In stark contrast to this clinical assessment is the fact that, for most of us, “something sweet” is a symbol of love and nurturance. As infants, our first food is lactose, or milk sugar. Later on, well-intended parents (me included) reward children with sugary snacks, giving them a “treat,” turning a biochemically harmful substance into a comfort food. We become conditioned to need something sweet to feel complete or satisfied, and continue to self-medicate with sugar as adults, using it to temporarily boost our mood or energy. But as any addict knows, one quick fix soon leaves you looking for another—each hit of momentary satisfaction comes with a long-term price.
The bottom line is that sugar works the addiction and reward pathways in the brain in much the same way as many illegal drugs.
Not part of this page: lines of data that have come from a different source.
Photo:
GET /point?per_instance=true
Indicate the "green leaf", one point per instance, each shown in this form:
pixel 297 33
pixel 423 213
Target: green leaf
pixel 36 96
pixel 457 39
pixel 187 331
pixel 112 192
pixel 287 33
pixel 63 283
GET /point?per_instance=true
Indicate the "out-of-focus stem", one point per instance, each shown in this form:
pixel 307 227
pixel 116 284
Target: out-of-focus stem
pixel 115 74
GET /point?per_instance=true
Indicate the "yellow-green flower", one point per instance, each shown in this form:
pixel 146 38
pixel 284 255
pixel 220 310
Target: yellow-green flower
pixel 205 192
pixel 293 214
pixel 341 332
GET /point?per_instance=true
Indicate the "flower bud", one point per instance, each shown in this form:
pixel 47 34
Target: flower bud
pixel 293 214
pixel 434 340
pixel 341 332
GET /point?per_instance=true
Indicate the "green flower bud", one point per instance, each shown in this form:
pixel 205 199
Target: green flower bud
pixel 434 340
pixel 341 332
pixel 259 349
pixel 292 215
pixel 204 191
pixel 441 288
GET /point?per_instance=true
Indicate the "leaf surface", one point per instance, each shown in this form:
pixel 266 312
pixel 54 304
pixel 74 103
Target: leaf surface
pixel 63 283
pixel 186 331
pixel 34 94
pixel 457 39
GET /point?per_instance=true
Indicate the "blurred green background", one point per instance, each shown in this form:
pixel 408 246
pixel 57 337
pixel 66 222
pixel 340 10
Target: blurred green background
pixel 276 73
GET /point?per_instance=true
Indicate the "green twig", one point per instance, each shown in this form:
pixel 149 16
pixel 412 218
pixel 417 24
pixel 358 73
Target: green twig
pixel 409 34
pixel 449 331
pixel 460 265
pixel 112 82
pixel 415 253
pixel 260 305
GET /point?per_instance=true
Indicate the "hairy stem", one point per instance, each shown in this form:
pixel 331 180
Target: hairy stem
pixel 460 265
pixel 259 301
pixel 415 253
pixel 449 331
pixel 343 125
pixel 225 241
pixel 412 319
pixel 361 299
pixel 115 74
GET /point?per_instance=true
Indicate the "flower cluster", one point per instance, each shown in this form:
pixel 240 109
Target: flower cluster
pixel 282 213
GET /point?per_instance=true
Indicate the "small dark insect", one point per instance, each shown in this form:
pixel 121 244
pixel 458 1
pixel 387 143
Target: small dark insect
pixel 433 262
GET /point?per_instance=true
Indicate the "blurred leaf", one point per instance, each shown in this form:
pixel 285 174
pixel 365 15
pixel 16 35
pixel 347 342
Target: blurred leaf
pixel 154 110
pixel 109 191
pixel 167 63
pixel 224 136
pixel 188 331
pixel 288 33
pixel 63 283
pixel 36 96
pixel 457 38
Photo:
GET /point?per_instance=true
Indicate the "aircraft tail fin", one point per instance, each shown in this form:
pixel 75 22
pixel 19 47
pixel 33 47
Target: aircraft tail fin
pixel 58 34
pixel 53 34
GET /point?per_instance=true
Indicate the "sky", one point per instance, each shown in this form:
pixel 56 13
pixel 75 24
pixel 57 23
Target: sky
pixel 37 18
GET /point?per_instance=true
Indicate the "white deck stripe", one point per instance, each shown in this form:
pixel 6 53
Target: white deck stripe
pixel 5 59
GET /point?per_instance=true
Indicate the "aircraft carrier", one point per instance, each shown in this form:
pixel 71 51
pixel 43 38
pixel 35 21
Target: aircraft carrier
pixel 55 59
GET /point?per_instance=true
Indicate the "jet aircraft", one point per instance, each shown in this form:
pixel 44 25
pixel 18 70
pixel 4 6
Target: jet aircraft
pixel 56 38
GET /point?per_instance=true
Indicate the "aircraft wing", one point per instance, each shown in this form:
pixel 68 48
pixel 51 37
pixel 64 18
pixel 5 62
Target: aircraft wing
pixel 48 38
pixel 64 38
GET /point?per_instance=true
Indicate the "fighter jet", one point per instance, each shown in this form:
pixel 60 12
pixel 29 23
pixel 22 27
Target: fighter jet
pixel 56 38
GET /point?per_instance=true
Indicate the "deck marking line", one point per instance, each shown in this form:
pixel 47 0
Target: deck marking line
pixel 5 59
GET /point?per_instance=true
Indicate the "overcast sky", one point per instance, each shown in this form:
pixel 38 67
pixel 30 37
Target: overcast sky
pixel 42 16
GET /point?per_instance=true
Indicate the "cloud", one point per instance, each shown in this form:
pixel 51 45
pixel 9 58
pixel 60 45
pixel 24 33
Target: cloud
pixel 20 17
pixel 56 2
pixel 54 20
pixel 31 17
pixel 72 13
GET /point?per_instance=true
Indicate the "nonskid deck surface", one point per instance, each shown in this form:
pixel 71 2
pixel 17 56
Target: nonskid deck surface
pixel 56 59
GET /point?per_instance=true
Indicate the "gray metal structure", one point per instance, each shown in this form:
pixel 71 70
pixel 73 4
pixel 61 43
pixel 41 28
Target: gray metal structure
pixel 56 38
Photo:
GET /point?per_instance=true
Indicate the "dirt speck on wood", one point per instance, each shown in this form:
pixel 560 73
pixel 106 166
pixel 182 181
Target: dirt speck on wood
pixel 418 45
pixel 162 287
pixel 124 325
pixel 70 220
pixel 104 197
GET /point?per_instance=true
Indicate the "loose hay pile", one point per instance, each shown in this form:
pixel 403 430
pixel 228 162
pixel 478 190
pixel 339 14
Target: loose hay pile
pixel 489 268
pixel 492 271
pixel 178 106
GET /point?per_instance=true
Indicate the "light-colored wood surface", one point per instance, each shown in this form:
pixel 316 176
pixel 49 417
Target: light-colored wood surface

And, like other drugs, it can destroy your health and lead to all sorts of ailments including heart disease, diabetes, high blood pressure, high cholesterol, weight gain, and premature aging. Sugar is basically a socially acceptable, legal, recreational drug, with deadly consequences—and like with any drug addiction, you have to have a flexible but structured plan to beat it.
So how do we deal with a sugar craving? Miss Gwenyth has the answers:
- Eat regularly. Eat three meals and two snacks or five small meals a day. For many people, if they don’t eat regularly, their blood sugar levels drop, they feel hungry and are more likely to crave sweet sugary snacks.
- Choose whole foods. The closer a food is to its original form, the less processed sugar it will contain. Food in its natural form, including fruits and vegetables, usually presents no metabolic problems for a normal body, especially when consumed in variety.
- Have a breakfast of protein, fat and phytonutrients to start your day off right. Breakfast smoothies are ideal for this. The typical breakfast full of carbs and sugary or starchy foods is the worst option since you’ll have cravings all day. Eating a good breakfast is essential to prevent sugar cravings.
- Try to incorporate protein and/or fat with each meal. This helps control blood sugar levels. Make sure they are healthy sources of each.
- Add spices. Coriander, cinnamon, nutmeg, cloves and cardamom will naturally sweeten your foods and reduce cravings.
- Move your body. Exercise, dance, or do some yoga. Whatever movement you enjoy will help reduce tension, boost your energy, and decrease your need for a sugar lift.
- Get enough sleep. When we are tired we often use sugar for energy to counteract the exhaustion.
- Be open to explore the emotional issues around your sugar addiction. Many times our craving for sugar is more for an emotional need that isn’t being met.
- Keep sugary snacks out of your house and office. It’s difficult to snack on things that aren’t there!
- Don’t substitute artificial sweeteners for sugar.
- Learn to read labels. Although I would encourage you to eat as few foods as possible that have labels, educate yourself about what you’re putting into your body. The longer the list of ingredients, the more likely sugar is going to be included on that list. So check the grams of sugar, and choose products with the least sugar per serving.
- Become familiar with sugar terminology. Recognize that all of these are sweeteners: corn syrup, corn sugar, high fructose corn syrup, sucrose, dextrose, honey, molasses, turbinado sugar and brown sugar.
- Sugar in disguise. Remember that most of the “complex” carbohydrates we consume like bread, bagels and pasta aren’t really complex at all. They are usually highly refined and act just like sugars in the body and are to be avoided.